When unemployment tumbles by more than a quarter of a million in 4 months, nobody believes it. So, it’s no surprise to discover Ministers finally admitting that the JSA is throwing thousands of people off the dole. People who are still unemployed, but don’t qualify for a benefit.
As we show in this issue, half the reduction since October was caused by the introduction of JSA. What’s more, employment minister Eric Forth MP agrees. With the "33 fiddles" almost passing into folklore, even the Government disbelieves its own figures. Its own statisticians have got very uneasy about the claimant count and openly acknowldge that JSA distortions make it impossible to credibly describe the claimant count as a measure of unemployment.
So, unemployment will not deliver a "feelgood" phenomena coming to the Tories’ rescue in the remaining weeks of their Administration. If they don’t believe it themselves, why should the public?
But the Government does think it has a stronger hand on other labour market data. And it is playing the "Euro-recession" card for all its worth. So are they right?
Firstly, jobs growth in Britain does not justify the Secretary of State’s hubris that "Britain works". As we show on page 19, a million fewer men are working now compared with 1990 when the recession started. Admittedly, employment has been growing since the end of 1992. But two thirds of the additional jobs are part-time. That’s fine for people who want it, but part-time work is a poor substitute for people who need full-time earnings. Our analysis of the Labour Force Survey shows that, compared with 1990, there are now 450,000 more people working part-time because they cannot get full-time jobs. This alone is the equivalent of 280,000 full-time jobs. Part-time work also hits the Exchequer’s revenues. When a full-time job is split into two jobs, combined earnings which are tax-free come to £8,090 per year compared with £4,045 - and higher still including the married person’s allowance.
Britain’s record is not so great. But smeone has convinced the French Government otherwise. According to their Prime Minister Alain Juppe "everyone is struck with admiration at the British figures on unemployment". By the way, we haven’t been trawling the French Newspapers, this is a quote proudly reproduced by Gillian Shephard whose minions obviously have been mining Le Monde for meaningless nuggets.
Admittedly, the French do have a problem, although it is one of their own making. On a properly comparable basis, the unemployment rate for Britain is 8.1% and France is 12.5%. If France had not maintained its Franc-fort policy (an overvalued currency in order to meet Maastricht criteria) and instead followed Briatin with its involuntary devaluation in 1992, things might not be so bad. Ironically it is the countries that are most obsessed with Euro-monetarism that have the worst unemployment. Like Germany.
But even Germany’s unemployment is being ludicrously exaggerated by the Tories and their compliant media accomplices. Last month saw a startling hike in German unemployment from 4.1m to 4.5m. Unlike Britain, Germany’s monthly method of counting the jobless has a very broad definition - simply all those people who want work and register with the national Employment Service. This is pretty similar to a definition which the UK Government dropped 14 years ago (it came up with too high a number). On a standardised basis, Germany’s unemployment rate is 9.0% compared with the UK’s 8.1%, the USA’s 5.2% and an average for the "G7" nations of 6.8%. So Britain’s record internationally is not as brilliant as Ministers claim.

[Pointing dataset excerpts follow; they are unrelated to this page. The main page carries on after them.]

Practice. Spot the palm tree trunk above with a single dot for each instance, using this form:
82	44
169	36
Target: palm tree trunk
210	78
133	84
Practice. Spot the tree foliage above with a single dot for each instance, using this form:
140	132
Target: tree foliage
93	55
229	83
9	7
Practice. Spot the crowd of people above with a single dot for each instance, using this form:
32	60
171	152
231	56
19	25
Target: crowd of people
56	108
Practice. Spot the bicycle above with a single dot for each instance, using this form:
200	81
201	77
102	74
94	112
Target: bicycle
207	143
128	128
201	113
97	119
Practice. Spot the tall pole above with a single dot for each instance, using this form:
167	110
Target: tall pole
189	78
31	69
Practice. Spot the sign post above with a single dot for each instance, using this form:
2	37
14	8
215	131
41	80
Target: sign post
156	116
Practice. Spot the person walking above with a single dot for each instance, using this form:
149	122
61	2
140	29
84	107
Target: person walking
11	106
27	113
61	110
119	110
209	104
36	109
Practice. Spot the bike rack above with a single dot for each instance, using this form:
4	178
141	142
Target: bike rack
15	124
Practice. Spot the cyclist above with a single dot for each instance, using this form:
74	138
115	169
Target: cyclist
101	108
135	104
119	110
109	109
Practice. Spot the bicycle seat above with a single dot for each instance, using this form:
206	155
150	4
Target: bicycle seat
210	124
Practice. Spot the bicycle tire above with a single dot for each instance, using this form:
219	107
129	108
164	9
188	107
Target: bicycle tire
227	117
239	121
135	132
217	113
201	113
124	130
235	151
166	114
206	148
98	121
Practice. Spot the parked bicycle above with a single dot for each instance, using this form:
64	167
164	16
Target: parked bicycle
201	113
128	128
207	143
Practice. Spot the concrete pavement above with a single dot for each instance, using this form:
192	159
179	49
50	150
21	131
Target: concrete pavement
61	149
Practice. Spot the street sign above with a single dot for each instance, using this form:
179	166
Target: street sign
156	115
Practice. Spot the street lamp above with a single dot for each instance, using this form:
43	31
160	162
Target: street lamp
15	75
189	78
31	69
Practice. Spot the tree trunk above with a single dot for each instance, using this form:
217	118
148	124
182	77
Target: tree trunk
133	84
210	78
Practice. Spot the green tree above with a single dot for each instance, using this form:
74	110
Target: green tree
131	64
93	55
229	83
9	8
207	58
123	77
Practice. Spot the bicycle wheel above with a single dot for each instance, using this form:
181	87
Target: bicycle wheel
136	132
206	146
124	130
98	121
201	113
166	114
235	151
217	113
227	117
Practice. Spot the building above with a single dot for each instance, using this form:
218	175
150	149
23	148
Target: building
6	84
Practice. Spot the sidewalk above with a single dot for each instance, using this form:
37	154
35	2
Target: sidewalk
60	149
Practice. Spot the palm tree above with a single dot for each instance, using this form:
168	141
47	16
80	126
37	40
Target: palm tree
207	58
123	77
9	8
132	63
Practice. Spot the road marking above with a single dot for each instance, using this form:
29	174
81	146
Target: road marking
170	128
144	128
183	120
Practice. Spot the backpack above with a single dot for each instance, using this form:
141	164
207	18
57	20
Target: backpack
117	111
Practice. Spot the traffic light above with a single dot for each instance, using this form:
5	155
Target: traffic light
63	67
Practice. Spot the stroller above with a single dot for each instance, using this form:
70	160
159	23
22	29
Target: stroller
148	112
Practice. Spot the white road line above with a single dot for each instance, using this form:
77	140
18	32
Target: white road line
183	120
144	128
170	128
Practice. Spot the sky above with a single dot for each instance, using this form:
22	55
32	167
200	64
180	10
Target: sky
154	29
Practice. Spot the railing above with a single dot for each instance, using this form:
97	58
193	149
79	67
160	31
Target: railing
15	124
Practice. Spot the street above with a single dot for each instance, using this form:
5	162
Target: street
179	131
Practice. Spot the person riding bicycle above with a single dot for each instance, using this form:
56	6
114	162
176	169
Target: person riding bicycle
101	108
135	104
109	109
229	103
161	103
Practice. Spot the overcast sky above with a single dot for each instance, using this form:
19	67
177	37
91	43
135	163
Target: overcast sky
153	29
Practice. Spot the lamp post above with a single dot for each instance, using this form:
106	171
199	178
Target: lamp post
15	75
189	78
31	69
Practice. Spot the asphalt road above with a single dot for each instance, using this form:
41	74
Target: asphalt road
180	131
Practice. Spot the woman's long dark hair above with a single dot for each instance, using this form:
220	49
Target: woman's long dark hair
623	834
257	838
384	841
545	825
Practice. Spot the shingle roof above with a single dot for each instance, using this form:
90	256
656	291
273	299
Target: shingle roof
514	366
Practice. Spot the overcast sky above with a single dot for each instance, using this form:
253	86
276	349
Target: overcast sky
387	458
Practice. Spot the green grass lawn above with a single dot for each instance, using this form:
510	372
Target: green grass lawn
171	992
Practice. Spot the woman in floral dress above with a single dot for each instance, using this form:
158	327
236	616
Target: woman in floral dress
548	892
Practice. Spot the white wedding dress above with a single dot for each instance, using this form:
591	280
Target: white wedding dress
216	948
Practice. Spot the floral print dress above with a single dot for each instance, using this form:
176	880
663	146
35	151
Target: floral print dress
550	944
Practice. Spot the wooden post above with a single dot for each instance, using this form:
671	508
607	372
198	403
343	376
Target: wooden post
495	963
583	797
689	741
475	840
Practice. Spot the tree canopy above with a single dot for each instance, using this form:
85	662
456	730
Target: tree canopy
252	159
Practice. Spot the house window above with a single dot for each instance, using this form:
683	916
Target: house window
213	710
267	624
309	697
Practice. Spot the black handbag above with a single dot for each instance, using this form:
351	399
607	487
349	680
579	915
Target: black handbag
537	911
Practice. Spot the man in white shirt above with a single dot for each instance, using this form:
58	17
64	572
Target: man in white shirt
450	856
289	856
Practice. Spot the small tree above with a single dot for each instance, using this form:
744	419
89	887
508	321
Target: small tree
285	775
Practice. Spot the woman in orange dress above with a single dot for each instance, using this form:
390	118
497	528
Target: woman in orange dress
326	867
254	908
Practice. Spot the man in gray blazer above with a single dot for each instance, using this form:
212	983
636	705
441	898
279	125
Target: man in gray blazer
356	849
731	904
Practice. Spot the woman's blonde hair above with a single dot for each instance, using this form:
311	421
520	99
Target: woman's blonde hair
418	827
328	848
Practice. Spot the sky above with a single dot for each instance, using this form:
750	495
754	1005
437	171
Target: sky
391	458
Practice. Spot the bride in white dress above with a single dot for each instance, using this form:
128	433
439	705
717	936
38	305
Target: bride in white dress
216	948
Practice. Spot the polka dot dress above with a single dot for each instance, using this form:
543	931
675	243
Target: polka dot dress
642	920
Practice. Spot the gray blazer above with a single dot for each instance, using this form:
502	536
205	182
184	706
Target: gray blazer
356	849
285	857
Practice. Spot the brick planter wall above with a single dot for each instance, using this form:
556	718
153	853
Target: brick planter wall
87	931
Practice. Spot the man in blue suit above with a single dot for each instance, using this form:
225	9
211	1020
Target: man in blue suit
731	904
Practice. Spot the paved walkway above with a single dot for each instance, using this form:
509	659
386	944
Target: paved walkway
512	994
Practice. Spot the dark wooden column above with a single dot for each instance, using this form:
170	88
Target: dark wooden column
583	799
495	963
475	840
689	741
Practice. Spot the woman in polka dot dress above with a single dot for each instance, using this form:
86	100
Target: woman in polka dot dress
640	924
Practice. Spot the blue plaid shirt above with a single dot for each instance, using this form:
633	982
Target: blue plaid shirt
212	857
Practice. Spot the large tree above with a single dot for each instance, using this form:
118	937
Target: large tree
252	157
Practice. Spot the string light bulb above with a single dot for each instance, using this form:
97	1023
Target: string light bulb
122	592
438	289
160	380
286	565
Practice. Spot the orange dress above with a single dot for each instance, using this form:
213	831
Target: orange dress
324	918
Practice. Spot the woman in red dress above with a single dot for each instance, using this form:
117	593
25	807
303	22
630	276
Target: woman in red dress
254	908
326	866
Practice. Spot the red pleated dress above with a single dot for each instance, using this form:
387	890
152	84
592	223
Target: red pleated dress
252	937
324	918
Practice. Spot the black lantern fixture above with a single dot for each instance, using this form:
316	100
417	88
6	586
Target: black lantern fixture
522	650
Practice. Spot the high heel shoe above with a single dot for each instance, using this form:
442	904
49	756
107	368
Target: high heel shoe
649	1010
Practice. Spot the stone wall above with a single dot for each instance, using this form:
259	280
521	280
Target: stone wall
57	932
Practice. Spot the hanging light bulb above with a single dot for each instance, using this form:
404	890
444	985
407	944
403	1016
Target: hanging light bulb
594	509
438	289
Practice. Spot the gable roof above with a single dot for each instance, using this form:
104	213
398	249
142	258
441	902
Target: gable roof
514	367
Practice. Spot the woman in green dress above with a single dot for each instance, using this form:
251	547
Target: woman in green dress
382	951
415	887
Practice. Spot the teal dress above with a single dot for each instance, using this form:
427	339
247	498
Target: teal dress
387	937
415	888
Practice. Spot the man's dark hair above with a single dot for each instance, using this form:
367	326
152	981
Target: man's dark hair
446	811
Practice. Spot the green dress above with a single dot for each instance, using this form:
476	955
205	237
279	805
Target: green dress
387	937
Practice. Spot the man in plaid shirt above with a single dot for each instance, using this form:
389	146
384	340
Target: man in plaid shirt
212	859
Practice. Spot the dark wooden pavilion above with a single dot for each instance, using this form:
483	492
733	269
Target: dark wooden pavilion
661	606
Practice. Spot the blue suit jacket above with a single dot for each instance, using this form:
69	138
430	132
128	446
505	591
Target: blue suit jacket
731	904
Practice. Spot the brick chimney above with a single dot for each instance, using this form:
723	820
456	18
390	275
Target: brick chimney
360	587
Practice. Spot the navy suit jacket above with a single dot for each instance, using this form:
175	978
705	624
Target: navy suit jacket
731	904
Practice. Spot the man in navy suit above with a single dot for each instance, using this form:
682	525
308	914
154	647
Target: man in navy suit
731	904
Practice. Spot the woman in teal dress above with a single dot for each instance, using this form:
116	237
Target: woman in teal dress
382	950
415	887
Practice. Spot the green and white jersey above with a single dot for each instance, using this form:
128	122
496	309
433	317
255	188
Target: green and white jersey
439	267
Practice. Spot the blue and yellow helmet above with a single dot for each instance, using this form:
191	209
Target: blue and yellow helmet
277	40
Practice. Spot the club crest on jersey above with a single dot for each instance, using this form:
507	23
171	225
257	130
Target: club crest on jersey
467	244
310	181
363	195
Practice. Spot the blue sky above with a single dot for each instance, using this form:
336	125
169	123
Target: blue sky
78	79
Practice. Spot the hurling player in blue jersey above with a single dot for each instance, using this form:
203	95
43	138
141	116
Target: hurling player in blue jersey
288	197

We also need to recall that Germany recently re-unified and bolted on the former Eastern Lander which was - in the opinion of most observers - a complete economic basket-case. Looking a bit below the surface reveals unemployment rates varying significantly across the whole of Germany. At the most recently comparable dates, in Rhineland Westphalia the unemployment rate was ?% compared with ?% in Lower Saxony and ?% in Greater London.
Unemployment is far worse in Britain than the Government pretends. Last month, we showed that Labour Force Survey data put the total number of people who want work at 4,470,000 by the September-November quarter of 1996. And taking into account the numbers of under-employed part-time workers plus those on Government schemes, we calculate that the total ‘slack’ in the labour market is 5,333,000 which is an unemployment rate of 17.2%. By comparison the latest claimant figure (a rate of 6.5%) is a rather bad joke.
The Claimant Count is totally discredited and the Government should stop using it for anything other than small area statistics where its sole redeeming virtue can be seen: providing some useful micro level data. Because it is an exact count which is tagged down to postcode sectors, it has a vestigial use for local comparisons - providing you attach a suitable health warning (easy) and have local denominators of resident population (tricky) to calculate percentage rates.
As Ivan Turok argues Travel to Work Areas are pretty useless measurement geographies for analysts, planners and decision-takers in the urban and economic regeneration field. Why? Because they lump together large areas to concoct the fiction of a "self contained labour market area".